Inferior pole patellar tendinopathy is almost unheard of in people who are not performing near maximal impact loading. In contrast, you do see quads tendon and distal patellar tendon issues related to compression in people that are no impact loading (e.g. sudden and unaccustomed prolonged kneeling as in DIY activity leading to a compressive quads tendinopathy). That is why this case was interesting. When you are seeing tendinopathies all day, the odd ones are interesting! Here is a brief summary.

56 year old female presented with localized right inferior pole of patella pain (i.e. at the proximal patellar tendon insertion – the typical site of patellar tendinopathy). 3 year history, insidious onset. Worse last few months, ie more consistent pain daily with higher loading activities, eg stairs.

Salient assessment factors

  • Single leg decline squat 7/10 pain at 40 degrees – indicative of significant dysfunction and pain issue
  • +ve London Hospital Test (ie more pain at the inferior pole when the tendon is relaxed in extension versus stretched in knee flexion – indicates patellar tendon involvement)
  • Some tenderness on palpation of Hoffa’s fat pad
  • Sleeps on back, BUT with right knee in 110 degrees of flexion
  • Post menopausal, onset of symptoms coincided with peak of menopausal symptoms
  • History of psoriasis
  • She has a sitting job and is relatively inactive, ie even minimal walking, and has been for some years. Activity level has not changed since her symptoms.

Ultrasound = typical proximal patellar tendon thickening albeit mild



Learning points

1) A reminder that tendinopathy is multi-factorial – It seems for this patient menopause and potential systemic drivers related to psoriasis combined with her unusual and high loading deep knee flexion sleeping position to cause symptomatic patellar tendinopathy.

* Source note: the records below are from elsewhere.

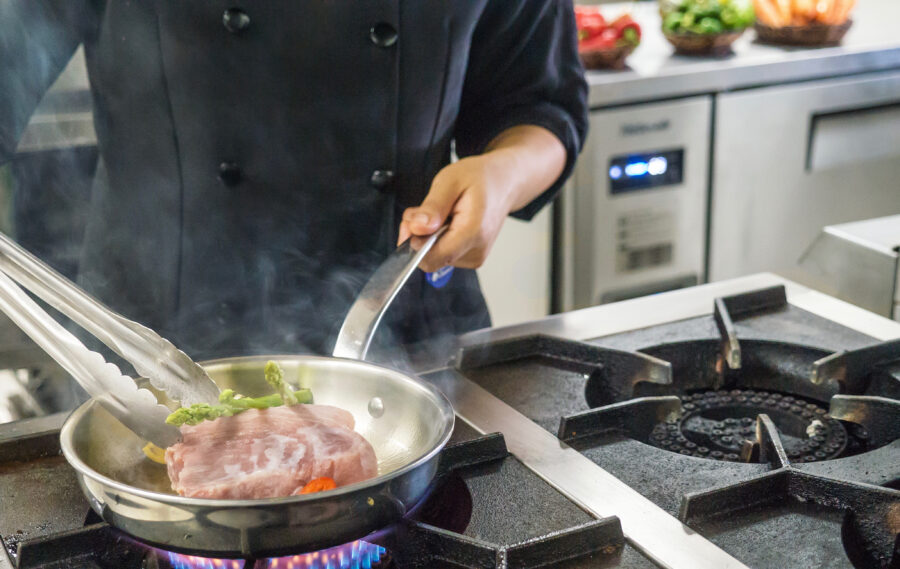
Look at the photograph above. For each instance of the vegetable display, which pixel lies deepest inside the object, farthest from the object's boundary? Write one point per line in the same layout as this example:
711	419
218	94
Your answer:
595	32
781	13
706	17
231	403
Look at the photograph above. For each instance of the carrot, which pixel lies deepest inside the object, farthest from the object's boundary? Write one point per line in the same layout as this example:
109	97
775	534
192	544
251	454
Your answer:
838	12
318	485
767	13
822	9
784	9
804	11
844	13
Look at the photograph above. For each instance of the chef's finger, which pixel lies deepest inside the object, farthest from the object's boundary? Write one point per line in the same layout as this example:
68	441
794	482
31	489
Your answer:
404	233
428	217
462	236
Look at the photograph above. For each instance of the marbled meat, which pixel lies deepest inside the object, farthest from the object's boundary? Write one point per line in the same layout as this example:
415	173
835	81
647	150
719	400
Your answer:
269	453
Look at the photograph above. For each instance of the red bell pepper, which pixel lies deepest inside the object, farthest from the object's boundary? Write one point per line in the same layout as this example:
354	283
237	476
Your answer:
590	23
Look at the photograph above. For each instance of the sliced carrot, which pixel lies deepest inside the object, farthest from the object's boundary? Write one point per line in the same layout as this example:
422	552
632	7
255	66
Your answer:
318	485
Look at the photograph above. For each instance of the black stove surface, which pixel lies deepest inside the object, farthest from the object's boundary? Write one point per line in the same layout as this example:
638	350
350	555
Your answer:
788	485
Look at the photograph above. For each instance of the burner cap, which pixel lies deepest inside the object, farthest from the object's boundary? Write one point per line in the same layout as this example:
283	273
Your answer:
715	425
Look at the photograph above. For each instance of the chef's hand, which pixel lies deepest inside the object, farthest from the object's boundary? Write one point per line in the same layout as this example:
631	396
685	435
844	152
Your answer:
479	192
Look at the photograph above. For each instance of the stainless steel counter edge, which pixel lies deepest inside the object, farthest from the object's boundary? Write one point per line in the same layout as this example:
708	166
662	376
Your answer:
715	77
681	304
661	537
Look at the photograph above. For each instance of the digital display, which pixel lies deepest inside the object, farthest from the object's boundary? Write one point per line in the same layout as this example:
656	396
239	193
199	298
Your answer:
640	171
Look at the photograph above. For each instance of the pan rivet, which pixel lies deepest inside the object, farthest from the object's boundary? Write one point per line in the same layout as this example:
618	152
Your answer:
376	407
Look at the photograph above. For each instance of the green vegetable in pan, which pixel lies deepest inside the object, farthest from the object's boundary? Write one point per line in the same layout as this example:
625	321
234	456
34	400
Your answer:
231	403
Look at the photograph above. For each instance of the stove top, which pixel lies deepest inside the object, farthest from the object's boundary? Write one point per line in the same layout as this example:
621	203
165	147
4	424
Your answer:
739	424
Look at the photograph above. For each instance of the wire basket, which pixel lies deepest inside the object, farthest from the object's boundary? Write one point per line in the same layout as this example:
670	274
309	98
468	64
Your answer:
813	35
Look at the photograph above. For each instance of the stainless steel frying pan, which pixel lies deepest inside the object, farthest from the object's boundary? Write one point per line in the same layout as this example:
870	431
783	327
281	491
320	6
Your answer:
407	422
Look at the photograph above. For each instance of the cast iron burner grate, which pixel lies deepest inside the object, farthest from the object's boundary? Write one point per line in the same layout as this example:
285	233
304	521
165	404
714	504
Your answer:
719	424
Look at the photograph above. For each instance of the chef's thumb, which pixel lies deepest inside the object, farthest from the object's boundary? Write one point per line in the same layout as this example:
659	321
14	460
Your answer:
428	217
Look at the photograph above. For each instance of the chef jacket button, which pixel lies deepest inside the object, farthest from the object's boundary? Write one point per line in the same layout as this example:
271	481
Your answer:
383	34
381	179
224	313
230	174
235	20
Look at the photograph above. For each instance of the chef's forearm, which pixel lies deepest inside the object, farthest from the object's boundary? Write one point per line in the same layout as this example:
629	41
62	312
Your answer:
534	159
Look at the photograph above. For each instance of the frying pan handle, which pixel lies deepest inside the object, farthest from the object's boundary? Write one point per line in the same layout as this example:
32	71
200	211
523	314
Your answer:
373	301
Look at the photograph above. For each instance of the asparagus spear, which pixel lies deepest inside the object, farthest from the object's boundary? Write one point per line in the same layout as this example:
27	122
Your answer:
231	403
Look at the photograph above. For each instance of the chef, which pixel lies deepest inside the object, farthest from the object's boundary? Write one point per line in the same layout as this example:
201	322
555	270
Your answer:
259	159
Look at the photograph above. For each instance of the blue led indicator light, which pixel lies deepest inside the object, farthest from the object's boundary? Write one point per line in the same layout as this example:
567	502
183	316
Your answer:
657	166
636	169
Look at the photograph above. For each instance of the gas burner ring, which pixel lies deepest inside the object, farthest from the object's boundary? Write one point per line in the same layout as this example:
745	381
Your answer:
715	425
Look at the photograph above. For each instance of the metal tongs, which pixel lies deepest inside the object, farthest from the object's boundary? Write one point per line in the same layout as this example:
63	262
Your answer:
166	367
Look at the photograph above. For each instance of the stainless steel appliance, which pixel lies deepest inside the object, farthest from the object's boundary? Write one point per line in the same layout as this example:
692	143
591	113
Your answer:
789	160
633	221
859	262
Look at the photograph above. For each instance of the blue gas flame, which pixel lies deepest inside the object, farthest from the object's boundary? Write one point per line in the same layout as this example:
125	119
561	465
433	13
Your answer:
355	555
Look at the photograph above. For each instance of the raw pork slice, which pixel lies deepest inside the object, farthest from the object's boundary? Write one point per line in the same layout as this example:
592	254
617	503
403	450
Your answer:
269	453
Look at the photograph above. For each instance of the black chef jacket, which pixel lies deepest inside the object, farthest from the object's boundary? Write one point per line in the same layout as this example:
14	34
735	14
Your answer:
256	156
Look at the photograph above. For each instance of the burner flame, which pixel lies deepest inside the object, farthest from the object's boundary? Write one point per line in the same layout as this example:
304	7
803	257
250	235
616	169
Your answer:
180	561
355	555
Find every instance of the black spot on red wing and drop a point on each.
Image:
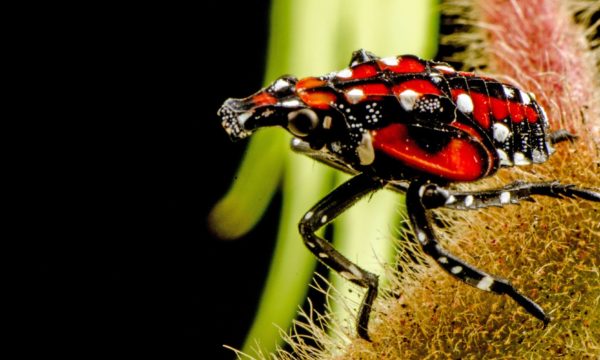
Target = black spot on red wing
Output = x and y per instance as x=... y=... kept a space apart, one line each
x=432 y=141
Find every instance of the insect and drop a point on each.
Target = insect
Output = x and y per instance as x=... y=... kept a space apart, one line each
x=414 y=126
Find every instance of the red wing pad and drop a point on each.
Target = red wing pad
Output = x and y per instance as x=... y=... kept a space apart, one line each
x=462 y=159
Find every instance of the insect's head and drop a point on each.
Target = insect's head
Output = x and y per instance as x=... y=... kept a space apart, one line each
x=303 y=107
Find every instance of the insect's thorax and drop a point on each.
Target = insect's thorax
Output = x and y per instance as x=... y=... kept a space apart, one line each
x=431 y=118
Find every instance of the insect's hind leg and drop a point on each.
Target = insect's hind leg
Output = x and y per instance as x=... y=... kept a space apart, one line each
x=458 y=268
x=435 y=196
x=324 y=212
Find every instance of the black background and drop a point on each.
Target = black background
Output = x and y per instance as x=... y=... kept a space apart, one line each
x=129 y=158
x=124 y=158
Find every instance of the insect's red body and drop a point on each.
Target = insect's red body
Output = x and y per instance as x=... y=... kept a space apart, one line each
x=499 y=124
x=397 y=120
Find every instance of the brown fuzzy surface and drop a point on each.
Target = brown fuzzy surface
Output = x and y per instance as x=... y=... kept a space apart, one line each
x=549 y=249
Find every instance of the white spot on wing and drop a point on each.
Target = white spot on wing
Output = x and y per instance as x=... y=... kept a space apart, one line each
x=245 y=116
x=445 y=69
x=504 y=160
x=344 y=74
x=291 y=103
x=354 y=95
x=520 y=159
x=450 y=200
x=390 y=61
x=408 y=98
x=365 y=151
x=327 y=122
x=525 y=97
x=469 y=200
x=501 y=132
x=464 y=103
x=508 y=92
x=280 y=84
x=538 y=156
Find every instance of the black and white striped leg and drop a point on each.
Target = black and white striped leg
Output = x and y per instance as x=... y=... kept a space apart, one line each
x=322 y=213
x=436 y=196
x=417 y=213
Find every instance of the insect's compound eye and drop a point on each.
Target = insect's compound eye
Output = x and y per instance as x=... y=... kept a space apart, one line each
x=302 y=122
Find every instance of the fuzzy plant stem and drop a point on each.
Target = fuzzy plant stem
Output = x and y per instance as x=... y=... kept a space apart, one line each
x=312 y=37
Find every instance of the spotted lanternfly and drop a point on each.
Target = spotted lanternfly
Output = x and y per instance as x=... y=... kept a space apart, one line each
x=413 y=126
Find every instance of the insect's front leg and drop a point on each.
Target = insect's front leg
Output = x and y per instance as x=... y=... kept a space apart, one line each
x=325 y=211
x=458 y=268
x=435 y=196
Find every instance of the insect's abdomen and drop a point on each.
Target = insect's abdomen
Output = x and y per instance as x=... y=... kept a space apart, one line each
x=511 y=117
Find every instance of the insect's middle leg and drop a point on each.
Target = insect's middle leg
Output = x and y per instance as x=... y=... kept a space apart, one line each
x=322 y=213
x=452 y=264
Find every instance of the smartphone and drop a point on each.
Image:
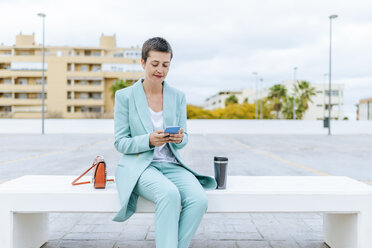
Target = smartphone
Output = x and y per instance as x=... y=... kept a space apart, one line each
x=172 y=129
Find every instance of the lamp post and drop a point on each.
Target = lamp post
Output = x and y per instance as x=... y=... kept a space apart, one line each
x=42 y=15
x=256 y=109
x=261 y=97
x=294 y=92
x=330 y=71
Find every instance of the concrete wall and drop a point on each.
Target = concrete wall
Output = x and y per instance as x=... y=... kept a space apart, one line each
x=8 y=126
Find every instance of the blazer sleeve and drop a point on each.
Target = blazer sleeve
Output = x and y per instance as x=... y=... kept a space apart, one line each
x=124 y=142
x=182 y=123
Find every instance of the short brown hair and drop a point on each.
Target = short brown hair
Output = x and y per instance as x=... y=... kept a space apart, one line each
x=155 y=44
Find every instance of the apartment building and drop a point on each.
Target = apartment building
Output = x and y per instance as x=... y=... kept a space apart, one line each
x=77 y=79
x=317 y=110
x=365 y=109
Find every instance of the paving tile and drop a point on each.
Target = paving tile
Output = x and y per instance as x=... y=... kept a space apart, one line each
x=312 y=244
x=274 y=233
x=83 y=228
x=132 y=233
x=245 y=228
x=135 y=244
x=86 y=244
x=51 y=244
x=118 y=227
x=284 y=244
x=308 y=236
x=221 y=244
x=232 y=236
x=91 y=235
x=56 y=235
x=96 y=218
x=252 y=244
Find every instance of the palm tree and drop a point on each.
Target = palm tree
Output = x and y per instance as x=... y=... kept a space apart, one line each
x=304 y=91
x=287 y=109
x=117 y=85
x=277 y=93
x=231 y=99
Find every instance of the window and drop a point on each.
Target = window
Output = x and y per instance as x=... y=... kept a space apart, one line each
x=22 y=81
x=95 y=95
x=83 y=96
x=334 y=92
x=96 y=68
x=95 y=109
x=40 y=81
x=40 y=95
x=21 y=96
x=7 y=81
x=118 y=55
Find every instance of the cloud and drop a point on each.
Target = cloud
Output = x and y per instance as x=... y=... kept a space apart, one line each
x=218 y=44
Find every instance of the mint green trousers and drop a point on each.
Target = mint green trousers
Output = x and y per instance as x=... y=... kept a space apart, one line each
x=171 y=186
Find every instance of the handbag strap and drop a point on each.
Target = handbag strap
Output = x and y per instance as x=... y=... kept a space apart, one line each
x=86 y=182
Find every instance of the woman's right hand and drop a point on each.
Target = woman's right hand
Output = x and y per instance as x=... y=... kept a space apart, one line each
x=158 y=138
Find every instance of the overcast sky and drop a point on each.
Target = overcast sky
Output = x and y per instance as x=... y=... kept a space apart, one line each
x=218 y=44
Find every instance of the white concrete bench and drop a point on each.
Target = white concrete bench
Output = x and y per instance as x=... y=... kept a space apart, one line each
x=346 y=204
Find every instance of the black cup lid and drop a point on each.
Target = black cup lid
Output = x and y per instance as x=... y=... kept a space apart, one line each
x=220 y=158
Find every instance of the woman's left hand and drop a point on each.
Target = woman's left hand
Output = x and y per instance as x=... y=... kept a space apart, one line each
x=176 y=138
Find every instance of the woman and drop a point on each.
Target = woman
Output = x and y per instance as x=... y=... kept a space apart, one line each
x=151 y=166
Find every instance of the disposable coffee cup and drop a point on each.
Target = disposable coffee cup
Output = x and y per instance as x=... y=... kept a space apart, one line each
x=220 y=171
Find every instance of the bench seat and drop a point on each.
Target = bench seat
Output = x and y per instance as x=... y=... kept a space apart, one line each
x=346 y=204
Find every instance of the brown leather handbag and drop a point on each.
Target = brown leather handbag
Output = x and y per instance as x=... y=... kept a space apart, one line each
x=99 y=178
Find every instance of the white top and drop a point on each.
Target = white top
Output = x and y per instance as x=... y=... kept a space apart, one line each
x=162 y=153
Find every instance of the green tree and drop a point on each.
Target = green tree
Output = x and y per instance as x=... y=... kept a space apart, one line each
x=119 y=84
x=231 y=99
x=195 y=112
x=304 y=92
x=276 y=95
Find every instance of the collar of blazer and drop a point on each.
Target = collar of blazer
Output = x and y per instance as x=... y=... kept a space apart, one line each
x=143 y=107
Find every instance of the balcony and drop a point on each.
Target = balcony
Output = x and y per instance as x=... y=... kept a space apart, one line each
x=20 y=101
x=85 y=102
x=20 y=88
x=85 y=88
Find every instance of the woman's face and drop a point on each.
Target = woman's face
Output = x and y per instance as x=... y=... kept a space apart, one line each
x=156 y=66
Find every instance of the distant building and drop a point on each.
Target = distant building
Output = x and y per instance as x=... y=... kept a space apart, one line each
x=77 y=79
x=365 y=109
x=317 y=110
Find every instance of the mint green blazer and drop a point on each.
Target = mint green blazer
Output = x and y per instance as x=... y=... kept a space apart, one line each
x=133 y=127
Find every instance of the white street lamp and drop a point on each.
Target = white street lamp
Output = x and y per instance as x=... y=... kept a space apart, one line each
x=330 y=71
x=294 y=92
x=256 y=109
x=42 y=15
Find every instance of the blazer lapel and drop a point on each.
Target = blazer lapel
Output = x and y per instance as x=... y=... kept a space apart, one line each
x=142 y=106
x=168 y=106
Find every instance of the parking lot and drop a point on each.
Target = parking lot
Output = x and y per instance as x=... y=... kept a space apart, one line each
x=260 y=155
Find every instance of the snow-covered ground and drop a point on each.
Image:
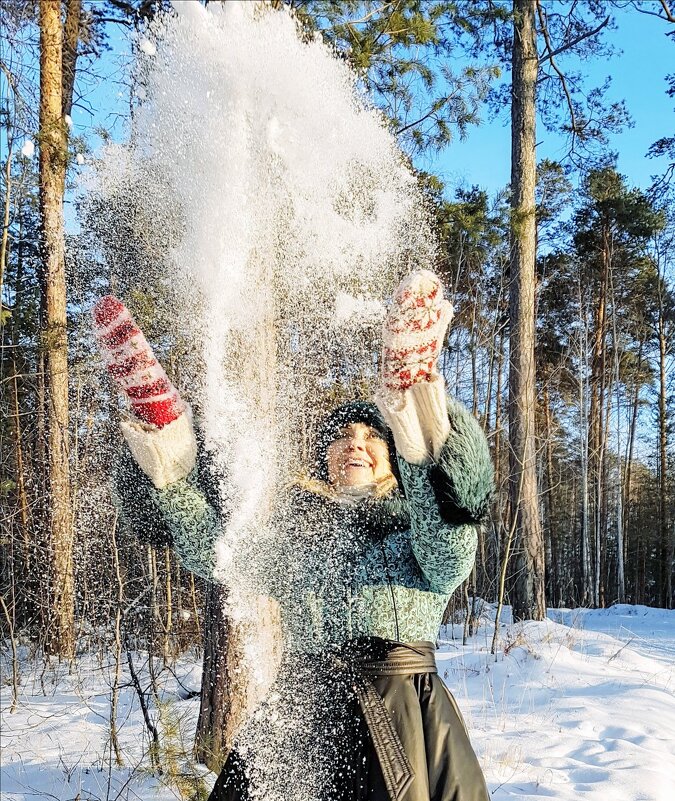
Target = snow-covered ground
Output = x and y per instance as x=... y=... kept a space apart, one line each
x=581 y=706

2) Source of pain can be difficult to differentiate – a significant fat pad component cannot be ruled out, even though her symptoms are localized inferior pole patella. I am mainly suspicious of fat pad because you would expect the quads tendon or distal patellar tendon would be more likely to succumb to compression if deep knee flexion sleep posture is the main load inciting factor.



She has responded very well to:

1) High volume injection to settle irritability

2) Fat pad tape

3) Progressive isometric loading – she had a very good reduction of symptoms immediately following on single leg decline squatting, suggesting that there may be a tendon component

4) Getting her out of knee flexion at night – in my opinion the most important intervention, i.e. changing the one load related factor that she presents with



I’m sure non-load related patellar tendinopathy is seen often in rheumatology clinics. What caught my attention about this case was the interesting load-related factor, ie the sleep position, which always should be assessed carefully in all tendinopathy patients.